Ao narrar estes fatos lembrando de tudo que aconteceu precisei diminuir o calor do ar-condicionado no mínimo, respirar fundo porque ainda isto mexe muito comigo. Ao falar volto a reviver um pouco de cada momento passado, sinto partes de meu corpo quentes como em um forno. Hoje após dois anos da crise que passei, ainda tenho dificuldades de lembrar situações que ocorreram, mas graças a DEUS, minha família e os tratamentos estou bem. Sem medicamentos, voltei as minhas atividades, me dedicando em estudar a psicanálise e fazendo análise.

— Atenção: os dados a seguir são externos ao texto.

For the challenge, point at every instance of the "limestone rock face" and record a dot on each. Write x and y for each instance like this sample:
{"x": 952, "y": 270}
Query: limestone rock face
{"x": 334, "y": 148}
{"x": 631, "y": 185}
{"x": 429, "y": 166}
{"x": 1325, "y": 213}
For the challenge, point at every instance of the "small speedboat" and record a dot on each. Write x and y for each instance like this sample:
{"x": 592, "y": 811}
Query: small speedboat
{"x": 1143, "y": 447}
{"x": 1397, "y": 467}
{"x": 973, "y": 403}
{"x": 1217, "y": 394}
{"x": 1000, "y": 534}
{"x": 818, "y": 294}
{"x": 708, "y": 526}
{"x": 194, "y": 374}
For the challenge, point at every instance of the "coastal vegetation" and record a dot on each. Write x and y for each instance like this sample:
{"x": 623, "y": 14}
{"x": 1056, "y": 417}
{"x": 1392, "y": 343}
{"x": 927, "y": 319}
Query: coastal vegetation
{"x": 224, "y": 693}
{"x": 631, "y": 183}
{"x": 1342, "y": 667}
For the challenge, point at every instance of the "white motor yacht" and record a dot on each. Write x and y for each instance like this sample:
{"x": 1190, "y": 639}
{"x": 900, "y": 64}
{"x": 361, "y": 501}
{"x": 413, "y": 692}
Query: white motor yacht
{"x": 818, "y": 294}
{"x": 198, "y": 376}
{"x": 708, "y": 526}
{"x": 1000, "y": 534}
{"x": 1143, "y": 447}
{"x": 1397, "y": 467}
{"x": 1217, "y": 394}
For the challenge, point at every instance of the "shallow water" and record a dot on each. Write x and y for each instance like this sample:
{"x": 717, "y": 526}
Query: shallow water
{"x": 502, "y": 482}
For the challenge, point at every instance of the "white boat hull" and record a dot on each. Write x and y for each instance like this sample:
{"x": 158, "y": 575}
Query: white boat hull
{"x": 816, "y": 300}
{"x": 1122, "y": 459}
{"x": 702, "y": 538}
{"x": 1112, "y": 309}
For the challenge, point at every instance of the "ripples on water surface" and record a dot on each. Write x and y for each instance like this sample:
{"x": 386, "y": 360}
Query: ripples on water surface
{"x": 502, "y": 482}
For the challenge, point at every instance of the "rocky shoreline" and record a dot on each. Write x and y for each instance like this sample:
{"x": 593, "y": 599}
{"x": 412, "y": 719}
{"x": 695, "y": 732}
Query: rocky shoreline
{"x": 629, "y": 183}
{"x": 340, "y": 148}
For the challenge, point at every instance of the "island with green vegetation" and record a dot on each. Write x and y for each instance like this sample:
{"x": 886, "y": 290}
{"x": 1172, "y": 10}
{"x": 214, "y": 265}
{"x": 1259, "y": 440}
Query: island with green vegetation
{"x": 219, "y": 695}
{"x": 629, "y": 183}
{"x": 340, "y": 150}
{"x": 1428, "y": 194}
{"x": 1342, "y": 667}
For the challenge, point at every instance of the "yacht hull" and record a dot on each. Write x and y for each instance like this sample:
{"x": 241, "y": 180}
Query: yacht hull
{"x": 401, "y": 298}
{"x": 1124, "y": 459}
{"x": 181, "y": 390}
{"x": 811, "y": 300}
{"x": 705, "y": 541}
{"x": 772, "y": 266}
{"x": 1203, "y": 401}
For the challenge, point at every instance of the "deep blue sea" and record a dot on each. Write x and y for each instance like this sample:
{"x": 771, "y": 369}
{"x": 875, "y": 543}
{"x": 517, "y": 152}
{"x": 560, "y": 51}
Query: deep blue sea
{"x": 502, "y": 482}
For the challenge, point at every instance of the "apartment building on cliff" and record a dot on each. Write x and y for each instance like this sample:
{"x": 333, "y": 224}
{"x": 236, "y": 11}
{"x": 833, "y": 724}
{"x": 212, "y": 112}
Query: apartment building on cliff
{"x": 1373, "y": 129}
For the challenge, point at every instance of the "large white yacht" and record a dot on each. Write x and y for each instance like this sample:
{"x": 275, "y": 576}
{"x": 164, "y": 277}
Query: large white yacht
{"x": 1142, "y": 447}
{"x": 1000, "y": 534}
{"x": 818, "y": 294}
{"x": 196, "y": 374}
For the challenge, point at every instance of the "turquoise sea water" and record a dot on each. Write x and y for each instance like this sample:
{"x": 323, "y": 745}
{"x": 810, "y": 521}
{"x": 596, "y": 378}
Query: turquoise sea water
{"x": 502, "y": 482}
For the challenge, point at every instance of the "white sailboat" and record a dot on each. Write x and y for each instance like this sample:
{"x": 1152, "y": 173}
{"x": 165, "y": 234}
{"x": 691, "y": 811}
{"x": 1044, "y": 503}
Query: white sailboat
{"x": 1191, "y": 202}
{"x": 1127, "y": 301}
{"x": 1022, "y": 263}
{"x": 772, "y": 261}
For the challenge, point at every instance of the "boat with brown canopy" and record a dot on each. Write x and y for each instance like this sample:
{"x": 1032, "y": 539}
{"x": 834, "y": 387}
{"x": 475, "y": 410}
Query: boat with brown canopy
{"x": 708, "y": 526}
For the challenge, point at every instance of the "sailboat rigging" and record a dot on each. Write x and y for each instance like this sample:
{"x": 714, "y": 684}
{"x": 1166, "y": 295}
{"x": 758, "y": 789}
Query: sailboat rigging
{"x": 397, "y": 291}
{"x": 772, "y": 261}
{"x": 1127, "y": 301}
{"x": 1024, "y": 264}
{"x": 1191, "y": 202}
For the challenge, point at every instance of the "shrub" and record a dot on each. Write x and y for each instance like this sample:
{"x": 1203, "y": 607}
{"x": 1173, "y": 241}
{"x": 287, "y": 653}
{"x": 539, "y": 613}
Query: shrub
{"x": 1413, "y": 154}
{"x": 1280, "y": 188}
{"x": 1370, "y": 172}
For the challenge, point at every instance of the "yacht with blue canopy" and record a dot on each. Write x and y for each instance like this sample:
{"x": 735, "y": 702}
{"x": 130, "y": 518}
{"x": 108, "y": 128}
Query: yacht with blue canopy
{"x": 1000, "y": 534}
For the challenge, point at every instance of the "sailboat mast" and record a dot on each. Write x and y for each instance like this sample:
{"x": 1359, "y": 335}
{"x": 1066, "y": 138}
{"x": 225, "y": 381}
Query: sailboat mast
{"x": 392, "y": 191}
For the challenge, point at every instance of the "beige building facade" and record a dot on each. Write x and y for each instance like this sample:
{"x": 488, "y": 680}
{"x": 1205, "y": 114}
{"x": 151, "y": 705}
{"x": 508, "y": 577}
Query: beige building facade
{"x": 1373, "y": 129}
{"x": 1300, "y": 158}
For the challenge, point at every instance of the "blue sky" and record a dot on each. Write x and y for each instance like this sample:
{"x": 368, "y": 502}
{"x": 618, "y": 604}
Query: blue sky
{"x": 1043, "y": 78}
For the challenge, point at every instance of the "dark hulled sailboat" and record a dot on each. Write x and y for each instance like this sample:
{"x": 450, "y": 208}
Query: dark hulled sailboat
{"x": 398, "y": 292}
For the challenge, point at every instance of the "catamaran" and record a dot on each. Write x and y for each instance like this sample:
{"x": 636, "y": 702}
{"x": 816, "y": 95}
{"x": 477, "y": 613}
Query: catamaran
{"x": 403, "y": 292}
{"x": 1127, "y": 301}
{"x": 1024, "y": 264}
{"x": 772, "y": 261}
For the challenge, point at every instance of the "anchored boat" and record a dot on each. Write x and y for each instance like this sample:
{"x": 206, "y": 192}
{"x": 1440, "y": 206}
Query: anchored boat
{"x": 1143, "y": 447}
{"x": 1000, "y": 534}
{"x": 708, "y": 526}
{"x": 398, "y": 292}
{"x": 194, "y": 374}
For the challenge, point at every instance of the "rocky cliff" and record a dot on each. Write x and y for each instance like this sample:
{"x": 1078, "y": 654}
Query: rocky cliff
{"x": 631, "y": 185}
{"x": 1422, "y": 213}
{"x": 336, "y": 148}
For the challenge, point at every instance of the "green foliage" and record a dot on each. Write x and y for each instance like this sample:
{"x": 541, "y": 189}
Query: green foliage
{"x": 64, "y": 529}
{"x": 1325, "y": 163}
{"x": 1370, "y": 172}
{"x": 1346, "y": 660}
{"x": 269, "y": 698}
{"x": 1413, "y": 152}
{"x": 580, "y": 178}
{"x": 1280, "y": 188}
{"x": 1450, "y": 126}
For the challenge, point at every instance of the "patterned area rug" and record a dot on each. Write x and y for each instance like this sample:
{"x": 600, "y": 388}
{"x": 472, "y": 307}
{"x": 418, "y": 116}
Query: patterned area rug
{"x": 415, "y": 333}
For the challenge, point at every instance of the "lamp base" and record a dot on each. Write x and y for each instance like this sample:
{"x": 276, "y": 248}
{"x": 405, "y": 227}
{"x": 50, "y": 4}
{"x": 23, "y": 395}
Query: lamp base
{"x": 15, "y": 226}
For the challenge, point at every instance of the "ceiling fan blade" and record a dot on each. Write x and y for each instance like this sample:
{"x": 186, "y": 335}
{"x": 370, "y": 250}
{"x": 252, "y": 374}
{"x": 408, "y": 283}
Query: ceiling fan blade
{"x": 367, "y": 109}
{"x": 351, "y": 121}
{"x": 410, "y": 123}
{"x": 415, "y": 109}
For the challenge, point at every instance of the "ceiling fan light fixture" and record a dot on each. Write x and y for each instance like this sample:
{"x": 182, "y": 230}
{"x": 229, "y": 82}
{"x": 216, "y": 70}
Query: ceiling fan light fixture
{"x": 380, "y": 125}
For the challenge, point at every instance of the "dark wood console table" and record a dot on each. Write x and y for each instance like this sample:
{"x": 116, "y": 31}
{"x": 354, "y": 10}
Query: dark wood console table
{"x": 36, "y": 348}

Segundo reportagem daquele período disponível em https://g1.globo.com/bemestar/noticia/depressao-cresce-no-mundo-segundo-oms-brasil-tem-maior-prevalencia-da-america-latina.ghtml, 5,8% da população sofria com depressão, cerca de 11,5 milhões de pessoas. O Brasil é o que tem o maior índice deste tipo de transtorno da América do Sul e no continente Americano só perde para os Estados Unidos.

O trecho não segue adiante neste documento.